Indian SMBs process hundreds of invoices monthly — from digital PDFs to WhatsApp-photographed paper bills. Cloud OCR solutions (AWS Textract, Google Document AI) send financial documents to third-party servers. For businesses with confidential vendor relationships, GSTIN data, and payment terms, this is a non-starter. Local alternatives either lack vision OCR for scanned documents or require complex infrastructure.
Built a dual-path extraction pipeline with intelligent automatic routing. Text-extractable PDFs go through a fast text LLM path (~2s). Scanned PDFs and images fall back to a vision LLM using a robust Two-Pass approach: Pass 1 captures headers and totals, Pass 2 captures complex line items and tax summaries. This bypasses the context timeouts typical of local vision models on dense documents.

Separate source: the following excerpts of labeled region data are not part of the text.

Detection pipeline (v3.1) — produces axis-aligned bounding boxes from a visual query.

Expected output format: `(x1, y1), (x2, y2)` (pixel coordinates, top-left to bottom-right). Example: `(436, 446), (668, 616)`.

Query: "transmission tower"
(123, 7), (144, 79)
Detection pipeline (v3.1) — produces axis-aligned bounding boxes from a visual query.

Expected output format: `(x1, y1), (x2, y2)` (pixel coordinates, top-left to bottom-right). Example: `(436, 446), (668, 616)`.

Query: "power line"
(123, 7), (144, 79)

extractor.py: PyMuPDF attempts text extraction (≥120 char threshold). Text path → Qwen2.5:1.5b via Ollama generate API. Vision path → Qwen2.5-VL:3b via Ollama chat API using two distinct prompts mapped over up to 3 pages, keeping the highest-confidence merged result. Field validation layer: GST number regex validation (15-char GSTIN), ISO 8601 date normalisation (DD/MM/YYYY → YYYY-MM-DD), amount cleanup. Confidence score (0.0–1.0) weighted by field importance. SQLite schema with unique index stringifies line_items JSON. api.py: FastAPI 2.0 REST layer — single extract, batch (up to 20 files), paginated list, CSV export (UTF-8 BOM), stats endpoint. app.py: 4-tab Gradio UI — Extract (live JSON + line items table), History, Stats, About.
29 structured fields extracted per invoice (vs 10 in v2). Successfully isolates line-item rows (product, HSN/SAC, quantity, unit price, discounts, individual tax slabs). Multi-page two-pass vision OCR increases extraction depth without timing out, scaling to dense industrial invoices. Confidence scoring allows downstream systems to flag fuzzy extras. Zero bytes of sensitive data leave the machine.